Friday, March 30, 2012

Sermon - Lent 3 2012

I found this to be a fairly challenging sermon to put together. One of those times when I felt strong about it in the preparation stage but then felt that it didn't quite work in the execution like I had hoped. That's one of the risks with extemporaneous preaching, you can feel very confident and good about your plan and what you want to say, but extemporaneous preaching isn't about merely "delivering" pearls of wisdom that are the freeze-dried product of a previously dead-and-gone process. No matter what process has gone before, there is a new stage of process that happens as the sermon is being unfurled in front of the congregation, and that can be very difficult to predict, even for someone with five+ years experience doing it! But, of course, with risk comes the possibilities of great reward, and many of my best sermons at Church of The Messiah were simply unimaginable to me before I started giving them.

Anyway, one of the main themes I wanted to deal with in this sermon was the general distaste people have for "organized" religion.
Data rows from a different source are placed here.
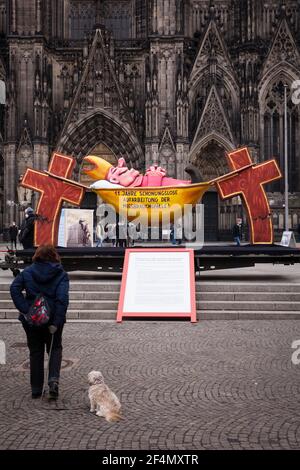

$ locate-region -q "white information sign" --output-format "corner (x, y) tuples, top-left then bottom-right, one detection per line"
(117, 249), (196, 321)
(280, 232), (297, 248)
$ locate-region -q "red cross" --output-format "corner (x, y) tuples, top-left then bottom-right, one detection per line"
(21, 153), (84, 246)
(216, 148), (282, 244)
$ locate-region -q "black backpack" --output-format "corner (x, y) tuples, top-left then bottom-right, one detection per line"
(24, 294), (51, 327)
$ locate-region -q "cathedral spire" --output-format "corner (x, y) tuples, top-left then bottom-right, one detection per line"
(57, 28), (135, 143)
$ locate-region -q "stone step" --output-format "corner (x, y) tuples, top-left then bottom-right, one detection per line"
(0, 291), (300, 302)
(0, 309), (300, 321)
(0, 299), (300, 315)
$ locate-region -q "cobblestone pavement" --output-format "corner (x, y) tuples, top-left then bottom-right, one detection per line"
(0, 321), (300, 450)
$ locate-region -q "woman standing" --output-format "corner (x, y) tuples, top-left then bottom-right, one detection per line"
(10, 245), (69, 399)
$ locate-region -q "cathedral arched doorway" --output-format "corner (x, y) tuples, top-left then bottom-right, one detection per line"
(57, 110), (144, 179)
(190, 139), (231, 242)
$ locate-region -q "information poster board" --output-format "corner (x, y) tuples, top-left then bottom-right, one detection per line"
(117, 248), (197, 322)
(280, 231), (297, 248)
(58, 209), (94, 247)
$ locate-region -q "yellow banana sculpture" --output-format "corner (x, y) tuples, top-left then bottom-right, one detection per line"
(82, 155), (210, 222)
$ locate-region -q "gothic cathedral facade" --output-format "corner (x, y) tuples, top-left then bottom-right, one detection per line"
(0, 0), (300, 239)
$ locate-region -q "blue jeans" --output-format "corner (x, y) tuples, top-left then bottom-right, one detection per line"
(22, 322), (63, 393)
(234, 237), (241, 246)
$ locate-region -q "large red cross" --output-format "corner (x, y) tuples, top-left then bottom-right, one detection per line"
(21, 153), (84, 246)
(216, 148), (282, 244)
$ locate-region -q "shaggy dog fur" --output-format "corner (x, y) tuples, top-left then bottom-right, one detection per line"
(88, 370), (121, 422)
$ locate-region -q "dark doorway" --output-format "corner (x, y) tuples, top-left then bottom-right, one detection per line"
(202, 191), (219, 242)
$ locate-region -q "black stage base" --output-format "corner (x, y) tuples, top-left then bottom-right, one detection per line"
(0, 245), (300, 274)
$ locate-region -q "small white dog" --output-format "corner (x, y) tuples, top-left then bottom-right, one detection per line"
(88, 370), (121, 422)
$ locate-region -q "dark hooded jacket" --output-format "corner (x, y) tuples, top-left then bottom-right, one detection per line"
(10, 262), (69, 326)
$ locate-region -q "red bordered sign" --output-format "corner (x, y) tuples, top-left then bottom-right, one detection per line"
(117, 248), (197, 322)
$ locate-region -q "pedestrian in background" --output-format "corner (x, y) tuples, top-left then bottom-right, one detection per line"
(19, 207), (36, 250)
(10, 245), (69, 399)
(232, 219), (242, 246)
(8, 222), (19, 250)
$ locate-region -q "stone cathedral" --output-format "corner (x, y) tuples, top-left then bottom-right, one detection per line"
(0, 0), (300, 240)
We live in an age where it is fashionable to be cynical of institutions. I probe that a bit in this sermon. Cheers.

Tuesday, March 27, 2012

Sermon - Lent 5 2012

I was very pleased with how this sermon turned out. I was dealing with material from a variety of sources, including the Zombie Apocalypse show "The Walking Dead" to make sense out of the hope that Jesus offers us. The implications of the bodily resurrection mean that salvation goes beyond those parts of ourselves that we like towards all the parts of the world that we inhabit and infect with our human capacity to relate.
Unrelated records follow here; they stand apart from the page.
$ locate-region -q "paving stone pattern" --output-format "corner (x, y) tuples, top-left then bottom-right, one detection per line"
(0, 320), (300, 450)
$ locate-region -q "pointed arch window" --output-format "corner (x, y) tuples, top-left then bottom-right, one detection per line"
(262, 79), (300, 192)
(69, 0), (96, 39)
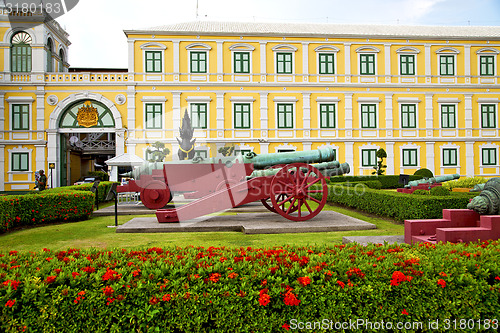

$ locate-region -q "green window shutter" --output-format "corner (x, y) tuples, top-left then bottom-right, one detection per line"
(12, 104), (30, 130)
(320, 104), (335, 128)
(439, 55), (455, 75)
(319, 53), (335, 74)
(276, 53), (292, 74)
(277, 104), (293, 128)
(146, 51), (162, 73)
(479, 56), (495, 76)
(361, 149), (377, 167)
(234, 52), (250, 73)
(11, 153), (29, 171)
(481, 104), (497, 128)
(402, 149), (417, 166)
(482, 148), (497, 165)
(190, 51), (207, 73)
(401, 104), (417, 128)
(234, 104), (250, 128)
(359, 54), (375, 75)
(146, 103), (163, 129)
(400, 55), (415, 75)
(441, 105), (456, 128)
(191, 103), (207, 129)
(361, 104), (377, 128)
(443, 148), (458, 166)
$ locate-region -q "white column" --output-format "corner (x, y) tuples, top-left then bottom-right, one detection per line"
(424, 44), (432, 83)
(464, 94), (473, 138)
(385, 94), (394, 138)
(465, 142), (472, 177)
(426, 142), (436, 173)
(259, 42), (267, 82)
(217, 41), (224, 82)
(464, 45), (471, 83)
(0, 145), (7, 191)
(344, 43), (351, 82)
(215, 92), (224, 139)
(344, 93), (353, 138)
(425, 94), (434, 137)
(385, 142), (396, 175)
(127, 39), (133, 73)
(172, 40), (180, 81)
(344, 142), (355, 176)
(47, 130), (61, 187)
(302, 42), (309, 82)
(384, 44), (392, 83)
(260, 93), (269, 139)
(302, 93), (311, 137)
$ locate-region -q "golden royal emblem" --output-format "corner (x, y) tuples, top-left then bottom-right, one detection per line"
(76, 101), (99, 127)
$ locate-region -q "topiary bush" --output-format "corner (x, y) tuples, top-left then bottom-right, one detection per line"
(412, 190), (429, 195)
(429, 186), (450, 196)
(413, 168), (434, 178)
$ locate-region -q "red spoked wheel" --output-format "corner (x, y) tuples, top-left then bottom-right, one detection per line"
(141, 180), (172, 209)
(271, 163), (328, 221)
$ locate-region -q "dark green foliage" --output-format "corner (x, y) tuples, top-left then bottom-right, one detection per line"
(430, 186), (450, 196)
(372, 148), (387, 176)
(88, 171), (109, 181)
(412, 190), (429, 195)
(414, 168), (434, 178)
(329, 175), (423, 189)
(328, 184), (477, 221)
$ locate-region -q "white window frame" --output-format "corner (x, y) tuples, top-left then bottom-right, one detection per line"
(140, 42), (167, 75)
(356, 46), (380, 77)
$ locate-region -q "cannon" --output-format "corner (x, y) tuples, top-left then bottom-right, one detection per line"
(405, 174), (460, 188)
(117, 148), (350, 209)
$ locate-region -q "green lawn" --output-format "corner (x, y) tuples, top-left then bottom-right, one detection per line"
(0, 205), (404, 251)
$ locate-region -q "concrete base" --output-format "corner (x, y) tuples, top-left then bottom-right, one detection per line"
(116, 208), (377, 234)
(342, 235), (405, 246)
Resurrection in an anxious world was also a poignant theme because of the death of our Interim Organist (and a personal friend) Bruce Kirkpatrick Hill last week. His funeral on Saturday at St. Mary Magdalene's was magnificent. More than 570 people packed the church, and the music was simply stunning. I preached through my grief in a passionate and delicate sermon on Tuesday, but by the time Sunday came around I had contextualized some of the lessons from Bruce's life and death into the larger story that he had dedicated his life to proclaiming through music.